— Удобрения, — хмыкнул Чумаченко, порадовавшись точному сравнению. Действительно, народ — не более, чем удобрения. Власть имущие понимали это еще на заре человечества.
На миг подумалось, что он стал законченным циником. Когда-то ведь не был таким. Но ведь это было так давно…
Он посмотрел на часы. Через две-три минуты взрывная волна разметет тела высших государственных чиновников. Пройдется по большому, неуклюжему, тяжеловесному телу Президента, разрывая и корежа его. Эта картина вызвала какое-то неестественное чувство радости. Чумаченко знал, скольким он обязан «большому папе». Знал, что без него он был бы никем. Но еще знал и то, что всегда ненавидел людей, которые помогали ему, в зависимости от которых он находился, кому должен был угождать, чьи бредни обязан был выслушивать, кому должен был лизать задницы. Как правило, он перешагивал через их головы с удовольствием и радостью. Так что чувство ликования вполне закономерно. Избавление!
Минуты текли за минутами — медленно, тягуче, как резина. Чумаченко сидел, прикрыв глаза, ощущая, как сердце колотится все сильнее.
Время вышло, наверное, все уже свершилось. Через несколько минут после акции ему доложат обо всем. И надо будет работать. А пока еще можно немножко посидеть, тщетно пытаясь снять аутотренингом бешеное сердцебиение. Ему никогда не помогали ни медитация, ни аутотренинг, но он упорно пытался их использовать, в очередной раз убеждаясь, что таким образом он в состоянии справиться с нервами.
В коридоре послышались шум, голоса. Дверь палаты распахнулась. В помещение вошли трое. Те, кого Чумаченко ожидал увидеть в последнюю очередь.
— Добрый вечер, Александр Вениаминович, — произнес Ильичев.
— Что вы здесь делаете? — воскликнул Чумаченко, которому на миг отказало присутствие духа. Он понял, что происходит что-то страшное. Хуже — бесповоротное.
— Извините, что тревожу. Но обстоятельства чрезвычайные.
— Где начальник моей охраны? Как вы попали сюда?
— Охрана снята.
— Что за ерунда? — Чумаченко вскочил и направился к телефону.
Ильичев кивнул, один из сопровождавших его людей лениво ткнул вице-премьера ладонью в грудь, так что тот с хлюпаньем впечатался в кресло.
— Не волнуйся, подонок, — Ильичев подошел и нагнулся над вице-премьером, лицо которого пошло красными пятнами. — Ты теперь наш.
— Что?! Я доложу Президенту! Завтра будете примерять сержантские погоны!
— Поздно. «Местный контроль» в прошлом. В истории неудавшихся операций секретных служб.

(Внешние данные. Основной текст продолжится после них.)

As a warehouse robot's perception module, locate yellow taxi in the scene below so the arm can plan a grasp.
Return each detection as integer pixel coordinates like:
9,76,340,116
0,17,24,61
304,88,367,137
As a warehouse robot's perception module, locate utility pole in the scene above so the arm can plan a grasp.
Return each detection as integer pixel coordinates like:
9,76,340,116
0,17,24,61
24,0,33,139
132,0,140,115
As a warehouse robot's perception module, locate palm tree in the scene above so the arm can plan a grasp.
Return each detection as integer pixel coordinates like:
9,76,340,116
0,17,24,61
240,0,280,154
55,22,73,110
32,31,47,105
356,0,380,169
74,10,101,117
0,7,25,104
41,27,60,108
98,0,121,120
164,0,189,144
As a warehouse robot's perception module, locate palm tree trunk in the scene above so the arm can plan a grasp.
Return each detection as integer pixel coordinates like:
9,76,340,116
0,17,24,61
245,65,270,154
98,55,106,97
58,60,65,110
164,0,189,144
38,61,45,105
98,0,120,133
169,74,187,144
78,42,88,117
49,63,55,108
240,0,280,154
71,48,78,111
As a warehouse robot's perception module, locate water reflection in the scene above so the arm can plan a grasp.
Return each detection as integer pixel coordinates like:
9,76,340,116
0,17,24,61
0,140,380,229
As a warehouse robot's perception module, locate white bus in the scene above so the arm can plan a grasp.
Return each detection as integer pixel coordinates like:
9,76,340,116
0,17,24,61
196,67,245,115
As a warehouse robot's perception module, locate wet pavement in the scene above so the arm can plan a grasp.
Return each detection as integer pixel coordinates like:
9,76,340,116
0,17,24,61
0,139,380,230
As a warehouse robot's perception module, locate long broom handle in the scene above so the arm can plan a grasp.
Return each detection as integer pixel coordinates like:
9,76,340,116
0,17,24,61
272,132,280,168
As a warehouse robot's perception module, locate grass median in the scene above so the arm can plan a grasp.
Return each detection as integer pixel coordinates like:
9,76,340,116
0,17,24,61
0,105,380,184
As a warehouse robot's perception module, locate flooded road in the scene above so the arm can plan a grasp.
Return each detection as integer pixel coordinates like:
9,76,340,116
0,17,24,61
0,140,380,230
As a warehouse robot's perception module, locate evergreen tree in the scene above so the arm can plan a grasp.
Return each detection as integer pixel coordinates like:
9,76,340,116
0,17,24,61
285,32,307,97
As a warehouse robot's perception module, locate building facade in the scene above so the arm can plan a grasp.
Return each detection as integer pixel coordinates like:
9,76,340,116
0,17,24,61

Чумаченко закусил губу, но тут же овладел собой и сквозь зубы процедил:
— Выйдите.
— Э, нет. Никуда мы теперь не уйдем. Сбылись твои кошмары… — Ильичев сел в кресло напротив вице-премьера. — Неважно выглядишь… Что, боишься, сукин сын? А когда грабил страну, тогда не боялся? Когда Советский Союз добивал — не боялся? Когда с чеченцами якшался — не боялся?.. Когда с янками договаривался Россию продать — не дрогнуло сердце? О чем думал? О золотых кредитных карточках? О власти своей паскудной?
— Вы… Вы… Вам теперь конец, — выдохнул Чумаченко.
— Да-а?..
Ильичев кивнул одному из своих людей. Тот вытащил из кармана инъектор.
— Теперь поговорим, — кивнул Ильичев. Сыворотка правды вывернула Чумаченко наизнанку, и через полтора часа из него вытрясли все, что нужно.
— Все, пора, — кивнул Ильичев.
Еще один заряд инъектора. Через пятнадцать минут вице-премьера правительства России Чумаченко — одной из самых одиозных и зловещих фигур последних лет, не стало.
В дверь позвонили.
— Проверь, Абдул, — бросил невысокий горец в майке и спортивных брюках, пожирающий глазами экран телевизора. По видео крутилась крутая порнуха.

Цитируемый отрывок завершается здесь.